Adam, acercándose, le dio un beso fugaz, cargado de anhelo. Fue todo. Se acostaron, vestidos, en silencio, la ciudad cantando fuera.
Con el dinero recaudado, corrieron a la TAPO. Adam negoció un boleto para el camión de las cinco. En una banca de metal, Edith marcó el número de Daniel en un teléfono público.
—¿Edith? ¿Dónde estás? —preguntó él, su voz cargada de alivio y culpa.
—En camino —mintió ella—. Estaré en Puebla antes de las nueve. Espérame.
Adam le dio un papel.
—No lo leas ahora. Es para Puebla.
—¿Por qué haces tanto por mí? —preguntó Edith.
—Porque a veces conoces a alguien que te hace querer ser mejor, aunque sea por una vez.
Edith subió al camión, el papel en el bolsillo.

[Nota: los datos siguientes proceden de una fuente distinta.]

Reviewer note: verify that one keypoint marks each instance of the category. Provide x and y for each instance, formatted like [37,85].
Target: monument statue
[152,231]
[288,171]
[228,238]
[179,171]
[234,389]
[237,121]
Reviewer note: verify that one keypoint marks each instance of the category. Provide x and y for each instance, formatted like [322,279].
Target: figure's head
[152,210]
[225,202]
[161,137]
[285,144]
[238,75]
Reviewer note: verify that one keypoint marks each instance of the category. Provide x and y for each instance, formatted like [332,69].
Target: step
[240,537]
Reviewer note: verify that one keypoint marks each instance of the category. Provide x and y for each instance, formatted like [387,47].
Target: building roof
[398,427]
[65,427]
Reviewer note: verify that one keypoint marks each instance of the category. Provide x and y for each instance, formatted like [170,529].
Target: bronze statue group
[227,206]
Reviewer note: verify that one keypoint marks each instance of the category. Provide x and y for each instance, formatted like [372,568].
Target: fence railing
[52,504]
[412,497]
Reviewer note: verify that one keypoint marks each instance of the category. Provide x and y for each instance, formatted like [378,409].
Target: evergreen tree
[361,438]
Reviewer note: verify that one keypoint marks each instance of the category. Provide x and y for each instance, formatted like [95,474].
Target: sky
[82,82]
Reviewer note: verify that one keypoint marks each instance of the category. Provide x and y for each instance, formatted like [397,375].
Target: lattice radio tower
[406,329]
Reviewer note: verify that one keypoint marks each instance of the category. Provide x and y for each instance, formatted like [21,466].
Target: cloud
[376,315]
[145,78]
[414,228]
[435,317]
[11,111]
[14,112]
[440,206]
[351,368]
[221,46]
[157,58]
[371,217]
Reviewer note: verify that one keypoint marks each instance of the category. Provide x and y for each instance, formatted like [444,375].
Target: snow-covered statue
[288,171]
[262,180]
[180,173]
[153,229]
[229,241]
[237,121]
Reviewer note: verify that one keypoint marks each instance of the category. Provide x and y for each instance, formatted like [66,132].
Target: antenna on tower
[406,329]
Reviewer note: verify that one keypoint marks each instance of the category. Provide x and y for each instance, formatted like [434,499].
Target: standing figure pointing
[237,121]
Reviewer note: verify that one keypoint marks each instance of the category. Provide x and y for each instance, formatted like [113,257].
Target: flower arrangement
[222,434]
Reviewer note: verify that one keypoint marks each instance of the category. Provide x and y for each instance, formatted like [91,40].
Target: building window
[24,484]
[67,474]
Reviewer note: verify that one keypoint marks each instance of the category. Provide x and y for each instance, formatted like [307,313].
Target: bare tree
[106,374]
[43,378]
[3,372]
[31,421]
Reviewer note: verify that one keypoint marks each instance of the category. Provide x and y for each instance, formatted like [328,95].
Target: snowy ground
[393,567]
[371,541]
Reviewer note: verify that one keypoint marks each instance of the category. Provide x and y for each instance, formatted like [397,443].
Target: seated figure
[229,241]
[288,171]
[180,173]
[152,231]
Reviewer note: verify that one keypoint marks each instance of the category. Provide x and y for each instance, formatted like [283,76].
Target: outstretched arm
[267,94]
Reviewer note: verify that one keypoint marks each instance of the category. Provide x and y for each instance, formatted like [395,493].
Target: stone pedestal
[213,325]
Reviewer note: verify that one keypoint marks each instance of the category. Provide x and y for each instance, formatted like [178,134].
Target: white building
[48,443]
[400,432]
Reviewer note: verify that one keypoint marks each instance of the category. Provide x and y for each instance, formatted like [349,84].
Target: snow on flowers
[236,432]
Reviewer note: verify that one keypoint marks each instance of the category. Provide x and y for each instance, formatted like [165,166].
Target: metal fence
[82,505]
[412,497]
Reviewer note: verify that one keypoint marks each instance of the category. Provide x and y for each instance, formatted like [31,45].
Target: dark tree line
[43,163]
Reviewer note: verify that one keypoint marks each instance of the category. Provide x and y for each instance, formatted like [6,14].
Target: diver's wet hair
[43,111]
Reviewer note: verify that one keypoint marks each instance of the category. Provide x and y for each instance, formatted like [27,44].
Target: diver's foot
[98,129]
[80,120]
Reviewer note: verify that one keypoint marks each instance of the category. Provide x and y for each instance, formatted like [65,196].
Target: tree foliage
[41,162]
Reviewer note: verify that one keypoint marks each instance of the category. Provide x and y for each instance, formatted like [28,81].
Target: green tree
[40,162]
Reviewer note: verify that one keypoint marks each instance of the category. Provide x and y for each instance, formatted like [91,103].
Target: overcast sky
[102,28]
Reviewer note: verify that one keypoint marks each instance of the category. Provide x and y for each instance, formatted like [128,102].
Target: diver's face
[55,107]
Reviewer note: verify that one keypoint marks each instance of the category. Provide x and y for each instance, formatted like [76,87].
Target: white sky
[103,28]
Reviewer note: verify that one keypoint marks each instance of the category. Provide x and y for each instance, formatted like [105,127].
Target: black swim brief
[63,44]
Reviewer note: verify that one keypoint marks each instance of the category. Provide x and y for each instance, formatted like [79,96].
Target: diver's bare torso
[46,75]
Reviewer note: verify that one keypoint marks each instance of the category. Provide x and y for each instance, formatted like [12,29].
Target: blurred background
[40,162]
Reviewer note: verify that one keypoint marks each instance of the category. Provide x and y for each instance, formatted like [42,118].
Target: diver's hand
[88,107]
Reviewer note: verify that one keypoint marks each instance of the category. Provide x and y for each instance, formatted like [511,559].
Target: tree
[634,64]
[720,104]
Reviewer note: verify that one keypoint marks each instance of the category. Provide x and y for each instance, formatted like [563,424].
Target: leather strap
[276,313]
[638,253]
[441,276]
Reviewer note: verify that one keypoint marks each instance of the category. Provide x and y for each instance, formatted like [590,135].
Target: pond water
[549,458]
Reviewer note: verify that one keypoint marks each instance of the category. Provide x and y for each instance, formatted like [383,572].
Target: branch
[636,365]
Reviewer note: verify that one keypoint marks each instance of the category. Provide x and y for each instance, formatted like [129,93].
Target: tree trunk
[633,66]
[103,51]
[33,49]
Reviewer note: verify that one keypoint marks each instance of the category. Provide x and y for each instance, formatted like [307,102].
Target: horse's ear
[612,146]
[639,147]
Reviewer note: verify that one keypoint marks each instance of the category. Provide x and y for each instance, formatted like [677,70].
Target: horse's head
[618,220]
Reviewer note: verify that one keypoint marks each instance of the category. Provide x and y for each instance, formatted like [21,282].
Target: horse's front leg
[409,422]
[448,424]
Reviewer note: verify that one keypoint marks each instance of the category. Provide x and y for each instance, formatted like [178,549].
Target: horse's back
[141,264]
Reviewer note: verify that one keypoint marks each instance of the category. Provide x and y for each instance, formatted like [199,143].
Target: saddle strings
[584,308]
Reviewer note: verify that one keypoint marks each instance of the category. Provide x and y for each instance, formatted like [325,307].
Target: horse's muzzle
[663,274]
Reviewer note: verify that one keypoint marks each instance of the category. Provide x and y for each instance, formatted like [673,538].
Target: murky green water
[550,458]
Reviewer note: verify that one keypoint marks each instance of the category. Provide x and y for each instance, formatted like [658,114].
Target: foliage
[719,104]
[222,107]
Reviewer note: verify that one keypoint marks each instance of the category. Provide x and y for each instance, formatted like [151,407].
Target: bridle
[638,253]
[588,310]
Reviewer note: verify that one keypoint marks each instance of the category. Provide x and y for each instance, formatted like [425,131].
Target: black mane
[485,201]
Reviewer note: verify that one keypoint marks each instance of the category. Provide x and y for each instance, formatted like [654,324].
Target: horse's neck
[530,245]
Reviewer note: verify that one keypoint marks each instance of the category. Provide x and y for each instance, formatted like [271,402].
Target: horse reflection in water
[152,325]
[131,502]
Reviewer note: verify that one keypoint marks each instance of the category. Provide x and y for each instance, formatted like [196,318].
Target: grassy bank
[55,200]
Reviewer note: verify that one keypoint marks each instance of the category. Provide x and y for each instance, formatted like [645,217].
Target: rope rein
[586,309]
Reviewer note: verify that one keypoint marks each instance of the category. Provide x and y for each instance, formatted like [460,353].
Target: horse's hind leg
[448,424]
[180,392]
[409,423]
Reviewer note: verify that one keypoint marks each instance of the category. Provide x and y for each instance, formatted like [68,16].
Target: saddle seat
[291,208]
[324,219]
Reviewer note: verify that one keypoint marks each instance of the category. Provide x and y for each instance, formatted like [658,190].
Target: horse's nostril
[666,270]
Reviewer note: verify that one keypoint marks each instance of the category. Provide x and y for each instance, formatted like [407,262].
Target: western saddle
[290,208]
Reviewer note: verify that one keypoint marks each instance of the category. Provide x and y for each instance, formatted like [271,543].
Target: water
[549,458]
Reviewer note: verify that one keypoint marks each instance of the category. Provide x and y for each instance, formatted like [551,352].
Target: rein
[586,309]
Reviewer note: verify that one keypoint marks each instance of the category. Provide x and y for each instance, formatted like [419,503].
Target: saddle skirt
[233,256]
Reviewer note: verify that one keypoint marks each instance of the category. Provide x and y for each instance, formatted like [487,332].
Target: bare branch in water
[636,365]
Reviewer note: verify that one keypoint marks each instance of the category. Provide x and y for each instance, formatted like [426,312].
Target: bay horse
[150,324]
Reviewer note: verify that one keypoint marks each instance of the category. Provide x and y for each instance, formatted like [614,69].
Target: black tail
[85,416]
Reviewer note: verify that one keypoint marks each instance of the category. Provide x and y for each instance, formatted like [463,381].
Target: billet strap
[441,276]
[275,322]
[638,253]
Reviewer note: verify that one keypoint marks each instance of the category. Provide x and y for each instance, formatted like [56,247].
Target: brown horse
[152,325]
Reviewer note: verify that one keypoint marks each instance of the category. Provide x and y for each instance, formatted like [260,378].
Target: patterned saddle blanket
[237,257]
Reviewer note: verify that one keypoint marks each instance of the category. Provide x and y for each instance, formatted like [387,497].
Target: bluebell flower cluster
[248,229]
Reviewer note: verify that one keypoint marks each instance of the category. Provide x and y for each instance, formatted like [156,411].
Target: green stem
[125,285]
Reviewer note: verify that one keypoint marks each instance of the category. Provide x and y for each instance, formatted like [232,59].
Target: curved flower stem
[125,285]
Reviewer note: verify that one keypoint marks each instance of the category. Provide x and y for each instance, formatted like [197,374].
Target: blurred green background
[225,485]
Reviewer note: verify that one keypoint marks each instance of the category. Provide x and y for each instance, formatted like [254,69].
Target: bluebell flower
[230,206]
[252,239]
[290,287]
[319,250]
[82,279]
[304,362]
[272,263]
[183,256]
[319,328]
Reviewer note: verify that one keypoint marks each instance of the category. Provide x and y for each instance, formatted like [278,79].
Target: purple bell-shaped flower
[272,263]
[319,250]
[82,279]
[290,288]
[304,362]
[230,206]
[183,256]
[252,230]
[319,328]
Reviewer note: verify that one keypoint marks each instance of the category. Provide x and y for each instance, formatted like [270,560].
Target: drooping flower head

Adam, con su guitarra, se quedó bajo las luces de la TAPO, la ciudad cantando a su alrededor.
En el camión, el traqueteo del motor arrulló a Edith. La ciudad se desvanecía en la carretera, sus luces de neón cediendo al negro de la noche. Sacó el papel de Adam, desdoblándolo bajo la tenue luz del autobús. Era una letra de canción, escrita en tinta negra con caligrafía apresurada:
“Bajo las luces de esta noche rota,
tu sombra danza donde el alma explota. No sé si eres eco o un nuevo camino, pero esta ciudad me dio tu destino.”Debajo, una nota:
Edith, sigue buscando tu eco. No dejes que las palabras perfectas te roben el corazón: Adam.
Pensó en Daniel, en los votos perfectos que escribió en Venecia, en cómo el amor se les escapó entre mentiras y silencios. Pensó en Adam, en su guitarra, en cómo hizo que la ciudad cantara para ella.
En Puebla, el amanecer pintaba el cielo de tonos rosados. Edith llegó a casa. Daniel, con una maleta a medio cerrar, la miró sorprendido.
—Edith… llegaste.
Ella asintió, buscando la carta en el buzón. No estaba.
—Daniel, tenemos que hablar. Sobre la carta, sobre nosotros.
—La leí —admitió él, su voz temblando—. Hubo alguien en ese hotel. No era un plan para un colega, te mentí.
Edith sintió el peso del anillo en su bolso, junto al papel de Adam. Miró a Daniel, sus ojos cansados pero sinceros, y por primera vez en meses, no buscó las palabras perfectas.
—Hablemos, entonces —dijo, su voz firme pero abierta—. Pero no prometo nada.
El sol ascendía sobre Puebla, y en algún lugar, en la Ciudad de México, Adam tocaba una nueva canción, su guitarra resonando con el eco de una noche que nunca olvidaría.